The Financial Times article about new technology and the future of printed travel guidebooks was picked up on a Google Group called Travel Guide Writers, and brought up an excellent discussion on travel apps. All you budding travel writers should join this group to keep track on what's happening and new in the fast changing world of travel writing.

Here's the original post from the app vendor at Sutro:

Some thoughts and questions from the "other side" of this conversation

- I'm an App vendor that focuses on publishers with trusted content.


Promotion - There are 225,000+ applications in the Apple store, with the travel section growing by the day. We believe that creating the application is only a small part of the problem. Unless people purchase your application then you make no money regardless of how cheap it was to create it in the first place.
For people to find your application you either rely on luck, or you have to promote through other means such as web site or blog traffic. This is where the big name brands have the leg up - they built their brands when travel guides were physically printed books because they were big enough to bear the printing and distribution costs, and now they can leverage their brands to enable people to find their applications. Think about a LP book - how many people really recognize the author's name compared to LP's name? Yes, it is the author's (and editor's) work that created the book, but the brand is, in this example, LP.

Volume - Our applications are often in the top 12 "what's hot" list of the travel section on iTunes but the volume isn't where we want it to be. When we're the #1 travel application for a few days and still want to see increased volume, what does that say about the volumes of all of the other applications? This is a direct impact of the promotion piece above (we still need to help our publishing partners with their promotional pieces), but also raises the question of whether the market is yet ready for this new approach to delivering travel content. See below on this question.

Price - There is definitely a race to the bottom for application prices. Even LP has reduced their prices (across the board?) to less that $10; many travel applications are even lower than $5. We have heard that a $0.99 application is the sweet spot for Apple's developer iAd advertising as the conversion rate for a higher cost application will be too low to warrant the cost of the "pay per click" model that iAd offers - although we're not sure if that is general across all application types or specific to value add products such as mobile travel guides. A low volume at a low price is not a lot of money,whatever the revenue share split.

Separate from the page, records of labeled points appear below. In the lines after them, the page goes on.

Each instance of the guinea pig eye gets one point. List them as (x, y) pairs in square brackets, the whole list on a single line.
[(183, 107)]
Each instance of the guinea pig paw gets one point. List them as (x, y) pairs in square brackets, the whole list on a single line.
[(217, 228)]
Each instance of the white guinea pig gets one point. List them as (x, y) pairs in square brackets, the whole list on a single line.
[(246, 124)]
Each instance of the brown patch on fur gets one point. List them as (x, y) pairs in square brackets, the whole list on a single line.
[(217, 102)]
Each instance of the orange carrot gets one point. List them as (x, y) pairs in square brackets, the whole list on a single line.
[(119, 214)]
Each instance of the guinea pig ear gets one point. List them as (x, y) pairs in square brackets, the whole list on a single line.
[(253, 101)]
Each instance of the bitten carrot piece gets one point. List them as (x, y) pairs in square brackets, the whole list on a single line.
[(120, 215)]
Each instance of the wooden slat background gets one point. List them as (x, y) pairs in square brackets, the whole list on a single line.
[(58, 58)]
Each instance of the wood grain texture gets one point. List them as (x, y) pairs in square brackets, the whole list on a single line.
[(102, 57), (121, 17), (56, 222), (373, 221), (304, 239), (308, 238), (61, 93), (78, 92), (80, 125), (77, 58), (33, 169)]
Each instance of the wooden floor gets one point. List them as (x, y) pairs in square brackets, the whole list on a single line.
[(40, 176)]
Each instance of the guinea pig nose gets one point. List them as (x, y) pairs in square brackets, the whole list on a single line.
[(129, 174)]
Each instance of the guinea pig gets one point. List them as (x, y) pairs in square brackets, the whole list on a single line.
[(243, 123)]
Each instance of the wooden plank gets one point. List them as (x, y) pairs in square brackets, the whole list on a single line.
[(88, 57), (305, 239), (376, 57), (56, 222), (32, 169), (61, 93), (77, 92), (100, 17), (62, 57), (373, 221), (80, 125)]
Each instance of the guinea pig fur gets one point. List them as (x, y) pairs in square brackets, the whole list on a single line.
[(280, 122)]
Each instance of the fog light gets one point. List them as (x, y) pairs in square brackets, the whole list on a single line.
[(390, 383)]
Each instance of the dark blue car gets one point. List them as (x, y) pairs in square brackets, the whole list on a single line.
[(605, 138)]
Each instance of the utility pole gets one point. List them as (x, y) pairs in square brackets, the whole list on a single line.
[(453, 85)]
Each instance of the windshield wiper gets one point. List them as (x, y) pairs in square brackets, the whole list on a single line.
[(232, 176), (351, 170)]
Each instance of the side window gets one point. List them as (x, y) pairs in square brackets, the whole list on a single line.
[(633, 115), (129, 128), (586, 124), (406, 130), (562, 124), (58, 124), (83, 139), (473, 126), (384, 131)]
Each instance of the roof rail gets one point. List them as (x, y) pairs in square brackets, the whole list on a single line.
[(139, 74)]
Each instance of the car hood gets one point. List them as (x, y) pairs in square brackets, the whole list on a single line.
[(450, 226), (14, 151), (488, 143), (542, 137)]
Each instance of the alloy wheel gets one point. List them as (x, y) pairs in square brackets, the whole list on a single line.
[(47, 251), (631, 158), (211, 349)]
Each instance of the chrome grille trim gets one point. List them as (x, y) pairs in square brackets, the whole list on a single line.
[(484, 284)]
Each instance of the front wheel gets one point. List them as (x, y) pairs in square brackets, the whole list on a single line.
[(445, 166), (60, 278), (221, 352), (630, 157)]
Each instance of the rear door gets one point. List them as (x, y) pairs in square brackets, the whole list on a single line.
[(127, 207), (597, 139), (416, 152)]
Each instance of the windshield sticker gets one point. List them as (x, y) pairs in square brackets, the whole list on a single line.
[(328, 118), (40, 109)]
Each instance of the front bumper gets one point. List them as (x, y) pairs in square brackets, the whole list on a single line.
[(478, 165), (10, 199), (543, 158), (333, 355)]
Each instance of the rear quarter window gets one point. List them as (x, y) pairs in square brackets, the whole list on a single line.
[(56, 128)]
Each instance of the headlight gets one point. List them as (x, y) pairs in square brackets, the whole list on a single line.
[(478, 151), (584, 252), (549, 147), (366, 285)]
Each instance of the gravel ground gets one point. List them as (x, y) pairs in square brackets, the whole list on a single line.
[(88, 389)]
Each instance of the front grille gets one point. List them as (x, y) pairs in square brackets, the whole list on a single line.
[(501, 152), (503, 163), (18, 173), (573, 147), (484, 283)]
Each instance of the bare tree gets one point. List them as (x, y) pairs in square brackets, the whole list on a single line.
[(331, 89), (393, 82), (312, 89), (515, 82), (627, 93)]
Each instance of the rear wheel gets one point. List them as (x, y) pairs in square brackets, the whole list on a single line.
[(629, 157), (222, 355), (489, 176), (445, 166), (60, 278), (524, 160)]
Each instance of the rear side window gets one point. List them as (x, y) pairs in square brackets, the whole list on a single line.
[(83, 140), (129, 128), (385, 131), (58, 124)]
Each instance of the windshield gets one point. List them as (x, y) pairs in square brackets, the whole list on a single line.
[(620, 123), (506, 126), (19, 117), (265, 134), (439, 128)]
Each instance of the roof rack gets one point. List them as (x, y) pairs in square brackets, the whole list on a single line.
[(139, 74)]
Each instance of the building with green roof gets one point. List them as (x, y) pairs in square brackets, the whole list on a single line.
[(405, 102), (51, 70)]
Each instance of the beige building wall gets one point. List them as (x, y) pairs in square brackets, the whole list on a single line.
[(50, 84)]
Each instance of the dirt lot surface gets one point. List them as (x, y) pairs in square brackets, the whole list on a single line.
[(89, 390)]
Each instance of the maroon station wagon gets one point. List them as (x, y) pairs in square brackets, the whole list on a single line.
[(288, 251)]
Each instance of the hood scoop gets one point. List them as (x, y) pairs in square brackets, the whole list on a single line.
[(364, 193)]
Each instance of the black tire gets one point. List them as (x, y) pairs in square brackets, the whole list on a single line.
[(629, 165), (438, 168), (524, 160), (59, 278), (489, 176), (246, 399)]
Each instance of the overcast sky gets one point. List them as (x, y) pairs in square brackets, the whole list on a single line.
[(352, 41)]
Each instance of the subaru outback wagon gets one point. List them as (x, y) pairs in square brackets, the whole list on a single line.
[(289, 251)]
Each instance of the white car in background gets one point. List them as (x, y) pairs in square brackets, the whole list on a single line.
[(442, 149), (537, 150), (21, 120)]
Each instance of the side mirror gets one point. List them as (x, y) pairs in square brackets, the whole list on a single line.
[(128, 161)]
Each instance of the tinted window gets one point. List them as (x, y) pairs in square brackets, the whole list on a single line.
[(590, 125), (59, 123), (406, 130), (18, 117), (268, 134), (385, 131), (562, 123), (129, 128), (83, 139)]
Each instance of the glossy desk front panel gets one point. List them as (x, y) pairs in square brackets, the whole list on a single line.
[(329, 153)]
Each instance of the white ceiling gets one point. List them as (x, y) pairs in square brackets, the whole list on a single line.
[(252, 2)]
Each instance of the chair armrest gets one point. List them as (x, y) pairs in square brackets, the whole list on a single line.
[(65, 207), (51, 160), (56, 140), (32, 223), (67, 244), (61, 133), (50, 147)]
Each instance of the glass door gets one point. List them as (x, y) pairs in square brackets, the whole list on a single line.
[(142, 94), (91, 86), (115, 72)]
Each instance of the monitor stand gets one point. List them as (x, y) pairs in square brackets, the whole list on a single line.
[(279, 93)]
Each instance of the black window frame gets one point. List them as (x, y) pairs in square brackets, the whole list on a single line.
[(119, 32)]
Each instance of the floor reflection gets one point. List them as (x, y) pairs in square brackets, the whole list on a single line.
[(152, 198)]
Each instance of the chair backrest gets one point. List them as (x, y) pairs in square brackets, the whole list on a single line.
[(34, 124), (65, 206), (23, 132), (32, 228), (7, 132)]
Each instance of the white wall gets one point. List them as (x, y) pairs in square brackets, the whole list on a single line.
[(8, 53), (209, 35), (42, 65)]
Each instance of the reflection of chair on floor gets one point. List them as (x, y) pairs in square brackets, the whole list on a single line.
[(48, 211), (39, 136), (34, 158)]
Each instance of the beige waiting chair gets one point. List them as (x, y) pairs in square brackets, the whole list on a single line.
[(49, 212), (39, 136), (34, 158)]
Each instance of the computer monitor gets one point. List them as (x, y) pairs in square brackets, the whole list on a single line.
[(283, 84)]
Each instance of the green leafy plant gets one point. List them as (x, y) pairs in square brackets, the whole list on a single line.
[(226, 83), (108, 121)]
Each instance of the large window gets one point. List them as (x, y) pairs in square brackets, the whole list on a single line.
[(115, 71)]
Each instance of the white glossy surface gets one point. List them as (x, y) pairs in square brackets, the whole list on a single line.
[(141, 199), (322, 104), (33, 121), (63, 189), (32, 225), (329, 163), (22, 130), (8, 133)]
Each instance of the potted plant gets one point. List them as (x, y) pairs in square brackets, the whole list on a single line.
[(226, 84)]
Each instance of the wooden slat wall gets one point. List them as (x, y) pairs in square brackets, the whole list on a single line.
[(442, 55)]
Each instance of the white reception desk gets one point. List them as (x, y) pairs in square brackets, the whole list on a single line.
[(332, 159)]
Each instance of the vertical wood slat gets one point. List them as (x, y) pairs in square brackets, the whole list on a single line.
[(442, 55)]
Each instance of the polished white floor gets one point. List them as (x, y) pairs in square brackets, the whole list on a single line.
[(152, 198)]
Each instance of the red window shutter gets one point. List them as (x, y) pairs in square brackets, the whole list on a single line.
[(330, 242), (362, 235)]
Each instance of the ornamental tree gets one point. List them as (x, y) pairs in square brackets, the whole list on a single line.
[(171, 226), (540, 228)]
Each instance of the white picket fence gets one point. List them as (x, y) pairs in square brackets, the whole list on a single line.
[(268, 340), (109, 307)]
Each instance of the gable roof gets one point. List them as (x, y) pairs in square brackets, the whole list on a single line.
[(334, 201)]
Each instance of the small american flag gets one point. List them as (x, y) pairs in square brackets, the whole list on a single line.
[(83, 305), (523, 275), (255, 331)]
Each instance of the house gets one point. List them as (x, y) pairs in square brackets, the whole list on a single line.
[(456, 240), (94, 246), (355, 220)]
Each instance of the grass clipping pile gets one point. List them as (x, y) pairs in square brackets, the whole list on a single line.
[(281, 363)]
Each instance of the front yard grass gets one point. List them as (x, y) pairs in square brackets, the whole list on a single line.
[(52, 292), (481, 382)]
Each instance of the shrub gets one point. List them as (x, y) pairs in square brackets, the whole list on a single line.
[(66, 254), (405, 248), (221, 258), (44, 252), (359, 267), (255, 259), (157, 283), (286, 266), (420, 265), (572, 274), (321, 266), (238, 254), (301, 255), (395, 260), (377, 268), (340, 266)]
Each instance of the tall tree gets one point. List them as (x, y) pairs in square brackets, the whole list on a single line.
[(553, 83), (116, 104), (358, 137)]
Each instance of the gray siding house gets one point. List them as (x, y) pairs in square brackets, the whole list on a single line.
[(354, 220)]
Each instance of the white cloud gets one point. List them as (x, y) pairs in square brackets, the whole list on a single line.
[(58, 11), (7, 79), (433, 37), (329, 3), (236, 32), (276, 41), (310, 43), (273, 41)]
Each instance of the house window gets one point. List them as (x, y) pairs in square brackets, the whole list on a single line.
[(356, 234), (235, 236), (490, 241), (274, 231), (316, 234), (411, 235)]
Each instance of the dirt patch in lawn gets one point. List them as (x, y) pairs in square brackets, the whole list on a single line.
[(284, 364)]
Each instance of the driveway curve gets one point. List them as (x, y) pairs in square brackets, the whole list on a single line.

Shelf life- Newer applications covering the same destination are preferred by buying customers to older applications. This is human nature (magazines are always published a month ahead of time) but is also encouraged by Apple's store that by default lists applications
newest to oldest. A typical print guide book has a 24 month edition
life before being revamped for the subsequent print run. We find a one
or two monthly refresh of our applications helps to keep them higher
in the various lists. But refreshes have to be meaningful; you can't
just republish the same application with a new version number as
existing users will start to moan in the reviews, and a bad review is
hard to overcome. In our model we roll out new platform features every
few months to have a meaningful refresh. But in a "roll your own"
model" this could be hard to sustain, especially if a large number of
titles are published to have enough volume to put food on the table
and the only real means of improving the product is to add more
content.

Questions that we have at the moment are:

Is the market ready? Yes, there is a great deal of buzz around mobile
applications (it's why we're playing in his arena) but is the buzz
substantiated by people actually buying content? Big brands are able
to dump their books into a mobile application but is that just their
brand momentum carrying over into the mobile space for now? Given the
race to the price bottom how is the value of the content promoted so
that it bucks the pricing trend?

Travel books are likely to disappear, or have significantly less
volume - see the figures that started this thread. What replaces them?
Clearly the smartphone is the new "in" device with projected 10 times
growth in the next three years. So travel guide users are likely to
have a smartphone, but how is travel content delivered to this
platform in a way to make it appealing enough to make people pay money
for the content?
Will we have to wait out a period where users have
tried the free Wikipedia content before realizing that there is a
reason to pay for content from an author that knows his/her stuff?

Is there a minimum size of publisher that can survive? Is the "anyone
can build a cheap application" belief even true? Yes anyone *can*
build a cheap application, but can they earn a living from it? Is the
traditional "big organization with lots of dependent authors" model
still true today and will be tomorrow? I wonder if some of the bigger
publishers are working towards maintaining this status quo - I would
if I was them. But does the technology enable newer author led
consortiums to build their "big enough organizations" to publish
electronically, and do authors want to even do this?

Are mobile applications just the "loss leader" to bring eyeballs and
wallets to other products? Is this true now, and if so will this be
true forever?

Even if money cannot currently be made from mobile applications, do
authors still need to produce applications to stake a claim?

If we could wave a magic wand and have the perfect mobile application
distribution solution tomorrow, what would it look it?

We have our own hypotheses and answers to these questions that we're
actively testing out and discussing with our publishers. But I'm very
interested in hearing the "author's viewpoint" to these questions,
whether publicly here on this forum or via a private message.